Right now, there is tremendous, unusual activity within the outer core and scientists are wondering whether the poles are preparing to switch places again.

In what ways has the concept of magnetism historically been so contentious? Why?

To understand magnetism is to understand how the universe and the Earth and its creatures came to be. Traditionally, religious tracts have taken the on the job of describing that, rather than scientific ones. In more recent times, the religious and scientific explanations have been at odds.

For example, the Christian Bible was the primary geological text in the West until, in some cases, the 19th century. Anyone who tried to describe observations about geology – and therefore the age or structure of the planet and solar system or its origin – was seen to be contradicting the Bible. The keepers of Christian doctrine went to great lengths to discourage that. The fact that Galileo read and approved of William Gilbert’s great work on magnetism, De Magnete, published in England in 1600, was one of the four proofs of guilt brought against Galileo by the Inquisition.

What would the consequences be if we saw another pole switch?

The main concerns are about the Earth’s electrical and communications infrastructure, its satellites, its power grid and air travel. They have been developed and built during a time when the Earth’s magnetic field is strong and pretty stable. But they are susceptible to pulses of electromagnetic and particle radiation from space. When the poles switch places, the Earth will not be as protected from that type of energy and that infrastructure will be at risk. And the actual pole reversal, and therefore the weakening of the field, will take thousands of years.

There is also concern among some physicists about whether some of that dangerous radiation will reach the Earth’s surface and affect life on the planet. The atmosphere is a buffer against some of that radiation. But, for example, scientists say that during a reversal the Earth’s ozone layer will be abraded, allowing far more ultraviolet B radiation to strike the surface, particularly wherever the (potentially numerous) poles are at that time.

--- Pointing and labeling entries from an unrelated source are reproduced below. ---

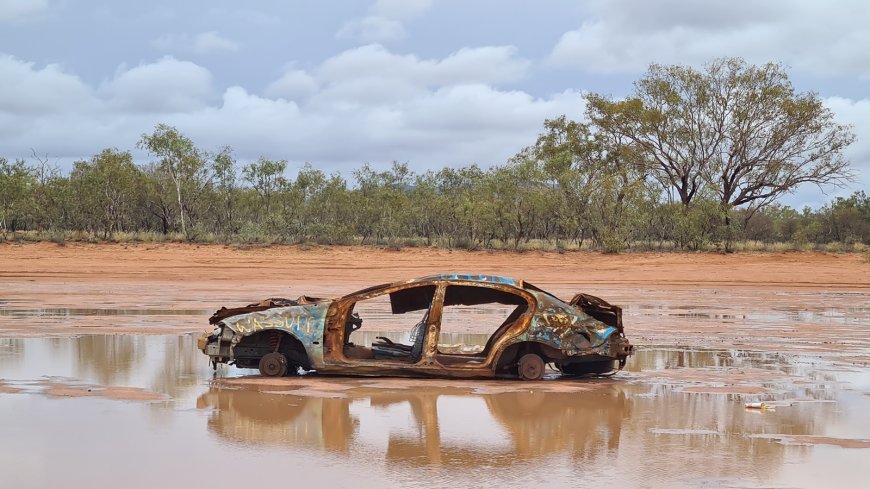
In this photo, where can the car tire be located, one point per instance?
(531, 367)
(273, 365)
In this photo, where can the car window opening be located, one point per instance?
(468, 308)
(402, 310)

Another unknown is precisely how creatures that use the magnetic field to navigate will handle a reversal, particularly those whose populations are already under threat of extinction from human activities. I think of sea turtles and whales and birds, among many others. Experiments are showing that these creatures can recalibrate their magnetic compasses swiftly, so that’s a comfort. And they also navigate by the sun and stars and landmarks, so they may have other mechanisms for getting to breeding spots and food sources. But we humans have had such a dire effect on so many species already, that I wonder how a reversal will add to their travails.

Are you optimistic?

Always! Scientists don’t know whether the poles are reversing right now. They can’t rule it out or confirm it. They know that the field is weakening and that the North magnetic pole is moving very fast – at 55 kilometres a year to the northwest. And they know that the field has switched direction at the outer edge of the outer core over about a fifth of the Earth’s surface in the southern hemisphere. That is causing a low field – like the bruise on an apple – over a swath of the Earth from one side of Africa to the other side of South America, called the South Atlantic Anomaly.

But even if the field is in the throes of a reversal, the field as a whole is still strong right now. And we have time to try to cope with the fallout.